The computation of Eurosystem staff projection ranges was changed in autumn of last year.
Instead of deriving them from past forecast errors, these ranges are now based on Bayesian
Vector Autoregressions (BVARs) that account for shock and estimation uncertainty. The
ranges are conditional on assumptions on several exogenous variables such as oil prices,
exchange rates and foreign demand.
In general, model-based projection ranges have two possible advantages over calculating
uncertainty based on past errors. If the sample of forecast errors is small, the uncertainty
about past forecast uncertainty can be large. Moreover, in the case of structural change, past
forecast uncertainty can be a misleading measure of future forecast uncertainty. But the
structural change can be incorporated into a model from which uncertainty is derived.

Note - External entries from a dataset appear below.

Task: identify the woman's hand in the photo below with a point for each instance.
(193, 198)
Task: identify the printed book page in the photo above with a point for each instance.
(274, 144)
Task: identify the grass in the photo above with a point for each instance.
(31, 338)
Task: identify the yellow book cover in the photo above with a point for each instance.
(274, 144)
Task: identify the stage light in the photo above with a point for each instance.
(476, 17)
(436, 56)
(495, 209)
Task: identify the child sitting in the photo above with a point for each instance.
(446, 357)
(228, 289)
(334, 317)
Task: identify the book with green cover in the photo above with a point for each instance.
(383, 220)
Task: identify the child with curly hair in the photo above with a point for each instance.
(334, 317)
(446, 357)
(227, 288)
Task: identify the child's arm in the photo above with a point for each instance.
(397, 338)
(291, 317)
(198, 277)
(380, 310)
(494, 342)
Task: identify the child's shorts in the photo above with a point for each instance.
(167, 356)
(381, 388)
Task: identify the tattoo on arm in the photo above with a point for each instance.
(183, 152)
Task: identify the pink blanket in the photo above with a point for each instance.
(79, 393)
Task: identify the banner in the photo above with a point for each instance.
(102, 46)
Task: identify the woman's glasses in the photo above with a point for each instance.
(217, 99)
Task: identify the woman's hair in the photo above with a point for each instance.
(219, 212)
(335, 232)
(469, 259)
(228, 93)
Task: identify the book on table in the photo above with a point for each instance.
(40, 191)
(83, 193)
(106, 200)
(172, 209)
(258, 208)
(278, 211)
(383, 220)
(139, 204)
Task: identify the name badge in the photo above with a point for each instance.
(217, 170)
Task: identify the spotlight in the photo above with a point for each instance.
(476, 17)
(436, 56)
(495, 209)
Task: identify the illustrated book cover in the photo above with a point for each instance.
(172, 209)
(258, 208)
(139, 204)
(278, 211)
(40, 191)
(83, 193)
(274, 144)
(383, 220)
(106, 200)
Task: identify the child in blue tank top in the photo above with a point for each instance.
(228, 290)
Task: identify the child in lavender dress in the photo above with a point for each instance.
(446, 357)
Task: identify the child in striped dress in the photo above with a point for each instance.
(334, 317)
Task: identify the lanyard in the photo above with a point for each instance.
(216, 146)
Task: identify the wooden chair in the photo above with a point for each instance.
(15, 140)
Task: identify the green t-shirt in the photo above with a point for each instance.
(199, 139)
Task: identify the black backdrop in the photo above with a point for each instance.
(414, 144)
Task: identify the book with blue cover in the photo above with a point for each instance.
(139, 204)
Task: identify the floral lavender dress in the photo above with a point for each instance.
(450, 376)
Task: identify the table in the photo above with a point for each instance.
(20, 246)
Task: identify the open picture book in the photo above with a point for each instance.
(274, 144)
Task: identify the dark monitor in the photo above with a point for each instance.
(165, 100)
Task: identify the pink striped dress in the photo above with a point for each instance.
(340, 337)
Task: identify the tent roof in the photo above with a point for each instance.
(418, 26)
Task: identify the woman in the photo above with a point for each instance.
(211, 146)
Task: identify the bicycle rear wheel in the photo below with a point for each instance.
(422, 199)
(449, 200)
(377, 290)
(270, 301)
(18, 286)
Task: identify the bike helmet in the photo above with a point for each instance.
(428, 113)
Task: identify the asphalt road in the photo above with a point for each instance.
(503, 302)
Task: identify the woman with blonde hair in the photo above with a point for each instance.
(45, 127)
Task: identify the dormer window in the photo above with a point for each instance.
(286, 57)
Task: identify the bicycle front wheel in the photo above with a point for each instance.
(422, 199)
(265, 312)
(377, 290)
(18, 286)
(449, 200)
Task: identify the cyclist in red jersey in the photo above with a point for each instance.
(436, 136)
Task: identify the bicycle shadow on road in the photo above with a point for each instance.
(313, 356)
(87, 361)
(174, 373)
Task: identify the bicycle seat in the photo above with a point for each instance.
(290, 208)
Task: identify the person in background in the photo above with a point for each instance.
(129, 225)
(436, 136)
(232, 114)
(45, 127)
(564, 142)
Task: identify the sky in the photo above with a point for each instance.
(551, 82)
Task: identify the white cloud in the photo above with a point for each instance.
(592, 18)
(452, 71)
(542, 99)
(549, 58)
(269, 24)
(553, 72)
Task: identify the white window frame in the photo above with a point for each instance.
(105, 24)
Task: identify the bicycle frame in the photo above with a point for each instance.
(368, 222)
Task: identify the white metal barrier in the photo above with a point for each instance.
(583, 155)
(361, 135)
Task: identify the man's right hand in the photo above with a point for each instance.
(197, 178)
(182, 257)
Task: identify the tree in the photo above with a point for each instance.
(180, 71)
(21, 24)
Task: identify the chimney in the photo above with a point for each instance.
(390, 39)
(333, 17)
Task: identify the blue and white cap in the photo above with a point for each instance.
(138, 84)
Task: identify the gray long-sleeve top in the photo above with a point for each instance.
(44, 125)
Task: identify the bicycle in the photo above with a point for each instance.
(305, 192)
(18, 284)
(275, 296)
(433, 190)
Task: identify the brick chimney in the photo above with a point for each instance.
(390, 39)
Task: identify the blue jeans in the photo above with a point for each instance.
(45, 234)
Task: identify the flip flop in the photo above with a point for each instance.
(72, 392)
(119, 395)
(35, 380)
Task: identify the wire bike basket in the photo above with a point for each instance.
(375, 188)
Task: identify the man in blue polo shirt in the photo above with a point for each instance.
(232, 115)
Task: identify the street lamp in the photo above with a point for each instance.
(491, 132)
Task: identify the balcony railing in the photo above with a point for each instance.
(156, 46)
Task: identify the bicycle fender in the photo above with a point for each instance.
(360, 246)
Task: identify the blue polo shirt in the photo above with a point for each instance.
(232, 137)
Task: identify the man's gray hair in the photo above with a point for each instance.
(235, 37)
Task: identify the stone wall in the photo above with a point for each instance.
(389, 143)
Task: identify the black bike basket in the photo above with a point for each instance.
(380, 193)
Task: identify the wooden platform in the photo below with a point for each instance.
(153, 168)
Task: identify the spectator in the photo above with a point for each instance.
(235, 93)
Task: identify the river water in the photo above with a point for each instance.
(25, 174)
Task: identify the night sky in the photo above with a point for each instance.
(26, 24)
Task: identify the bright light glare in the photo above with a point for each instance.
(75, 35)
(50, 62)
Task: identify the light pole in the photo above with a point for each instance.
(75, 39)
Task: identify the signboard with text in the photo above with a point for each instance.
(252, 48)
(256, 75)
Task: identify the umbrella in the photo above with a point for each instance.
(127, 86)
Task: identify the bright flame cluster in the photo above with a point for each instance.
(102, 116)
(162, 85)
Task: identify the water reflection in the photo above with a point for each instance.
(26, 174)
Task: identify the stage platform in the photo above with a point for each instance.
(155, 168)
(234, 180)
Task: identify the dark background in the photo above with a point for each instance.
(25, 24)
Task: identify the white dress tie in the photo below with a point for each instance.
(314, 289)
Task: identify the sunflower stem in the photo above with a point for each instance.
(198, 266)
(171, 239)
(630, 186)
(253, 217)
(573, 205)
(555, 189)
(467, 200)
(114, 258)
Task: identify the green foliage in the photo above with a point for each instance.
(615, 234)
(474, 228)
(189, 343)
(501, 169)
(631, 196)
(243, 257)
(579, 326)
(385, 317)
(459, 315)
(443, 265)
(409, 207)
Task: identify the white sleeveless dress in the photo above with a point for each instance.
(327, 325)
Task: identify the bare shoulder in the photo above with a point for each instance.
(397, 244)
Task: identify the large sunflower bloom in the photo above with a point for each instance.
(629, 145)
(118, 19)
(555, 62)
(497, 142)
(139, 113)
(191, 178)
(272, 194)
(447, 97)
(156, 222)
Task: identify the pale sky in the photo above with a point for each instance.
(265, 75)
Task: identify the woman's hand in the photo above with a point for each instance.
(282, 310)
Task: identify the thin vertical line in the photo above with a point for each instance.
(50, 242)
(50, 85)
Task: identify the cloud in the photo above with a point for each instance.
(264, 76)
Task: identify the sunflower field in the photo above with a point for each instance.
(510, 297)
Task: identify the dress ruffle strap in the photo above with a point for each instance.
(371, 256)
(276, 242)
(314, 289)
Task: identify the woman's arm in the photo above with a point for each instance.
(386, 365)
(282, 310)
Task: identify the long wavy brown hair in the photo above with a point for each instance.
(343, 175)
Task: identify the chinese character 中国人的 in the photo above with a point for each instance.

However, model-based projection ranges also have two major disadvantages. First, the
effects of model uncertainty are ignored. Second, information not contained in the model
variables, which is typically incorporated into the forecast by means of subjective
adjustments by the forecaster, is ignored.
How to best represent forecast uncertainty is still the subject of intensive discussions in the
Eurosystem, and a final decision has yet to be taken. Furthermore, it should be taken into
account that forecast uncertainty may vary markedly over time, so that neither past forecast
uncertainty nor the forecast uncertainty derived from models is always a good basis for
assessing current forecast uncertainty. This is one of the reasons why the forecast
uncertainty conveyed by the ranges of the Eurosystem staff projections may be
supplemented with a qualitative assessment by the ECB Governing Council. (For example, in
December 2008, when year-end uncertainty was rising, the Governing Council concluded
that in its “view …, the economic outlook remains surrounded by an exceptionally high
degree of uncertainty.”).
In addition to uncertainty, forecasts might be subject to upward or downward risks. That is,
realised data might be more or less likely to come in above the point forecast than below the
point forecast. Information about risks can be of great relevance to decision-makers. If risks
to price stability lie on the upside, this could, for example, call for a more restrictive policy
response than risks on the downside.